County-subsidized housing could be on the way for needy families

Housing Authority works to get the ball rolling

It’s no secret that hard times are forcing people to leave their homes. Last year there were a record 184 foreclosures started in the county. And while the traditional type of homelessness, consisting of beggars and shantytowns, isn’t generally associated with the Gunnison Valley, homelessness due to financial circumstances is on the rise.

 

 

It’s a problem Mario’s Pizza and Ristorante owners Mark and Karen Higgins have been addressing with the Gunnison-based group Living Stones to remedy, and their efforts landed them at the county’s doorstep.
“In probably the last six-to-eight months the issue came about for us. We do not have a bunch of money, but we were getting a ton of requests from people who can’t pay their rent, they can’t pay their utilities or whatever it may be,” Karen says.
The cure to the problem could come in the form of county-subsidized housing for those who need it most.
“Let me be clear, we are talking about transitional family homelessness. We’re not talking about the chronic homeless issue. So basically this would mean emergency housing,” Housing Authority Director KT Gazunis told the Board of County Commissioners on Tuesday, March 16.
The Housing Authority might be finding grant money to buy a property used to house families with nowhere else to stay, and to give them the encouragement and help they need to get back on their feet.
The county’s Department of Health and Human Services already has a program that provides needy families with help in the form of vouchers to stay for short periods of time at local hotels, or they can pull from a fund to help pay mortgages and rent, but not for more than one month.
But in the last year, the average time it is taking to find a new job has jumped from nine months to as much as 18 months, according to the U.S. Department of Labor. So to find a long-term solution for some of the families being forced from their homes, Gazunis turned to the State Division of Housing.
“They said they had specific grants to purchase facilities and if we were interested in purchasing a facility, the property and the title would remain in the name of the county or the Housing Authority,” Gazunis said. “The significant piece for getting financing would be having a program and a non-profit to be a partner with the program.”
Gazunis said she had some experience with a home for transitional families during her time working in Los Angeles.
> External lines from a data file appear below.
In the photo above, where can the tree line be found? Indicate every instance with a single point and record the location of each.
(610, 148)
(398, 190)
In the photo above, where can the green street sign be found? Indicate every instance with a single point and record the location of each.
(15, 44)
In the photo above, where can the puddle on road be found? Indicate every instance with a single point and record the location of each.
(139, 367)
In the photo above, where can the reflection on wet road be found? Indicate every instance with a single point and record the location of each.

In that situation, the non-profit would help families get on their feet and as they progressed toward self-sufficiency, they would “graduate” out from under the non-profit umbrella and enter housing set up in a more real-world scenario.
If the county were to choose to follow the same model, the families first entering the program might receive financial counseling, résumé enhancement, job skills, help looking for jobs, help with relocation, “and they would be taught the home economics that we used to teach,” Gazunis said.
“A very critical piece is dealing with mental and emotional challenges that come with losing your job, or losing your house or both,” she said. “That would help the positive attitude you have to have to go out and keep trying to sell yourself in this economy and this market to find a new job.”
But the concerns the Higgins have been hearing aren’t just from Americans who are out of work. Sometimes, Mary says, it is illegal immigrants who spend more time trying to skirt the system than finding a job.
“Many situations are Hispanics who have had children and the parents are illegal but the children are not illegal,” she says. “They’ve been brought up in a system where they don’t know how to get I.D.s, they don’t know how to get a job. But they do know how to go to social services. We’re dealing with many people who make that their full-time job.”
Gazunis went on to say that those families aren’t getting help or training in how to build a résumé, how to be successful in a job interview or how to get out of the system.
“The system is there for a purpose and it’s a very good purpose, but I think too many people are using it. It’s not only about foreclosure situations,” she said.
Commissioner Hap Channell emphasized that the system is there for people who need it and added that part of the problem is the scarcity of programs made to help people in dire financial straits “pull themselves up.”
Although the programs Gazunis has experience with might not fit Gunnison County, she thinks there are enough programs out there that could be adapted to the county’s needs. But the programs that provide the housing and job-hunting assistance would likely be handled by a non-profit and the county or Housing Authority would act as a property manager for the housing itself.
“Last year in August, we had someone who was eligible for Section 8 [Rental Voucher Program] and we could get them into Section 8 housing. But in order to sign the lease, she needed a personal deposit and security deposit and she had no money,” Gazunis said. “She had gone to the Ministerial Alliance and asked for help and the church called me. This one church alone had given nearly $75,000 worth of housing assistance out by mid-August in 2009.”
And that’s the problem with having the community provide the majority share of assistance to the needy, Karen added. “Everybody is running out of money, including us.”
And with the tight budget the county is working with, there wasn’t much room for the commissioners to offer financial help. But Gazunis felt there could be enough grant money available to purchase a property and leave the county debt-free.
The commissioners showed unanimous support for Gazunis’ effort to find grant money to pay for the housing, as well as the Higgins’ and Living Stones’ push to start a non-profit that could handle the programs aimed at getting people back on their feet. The push is now under way.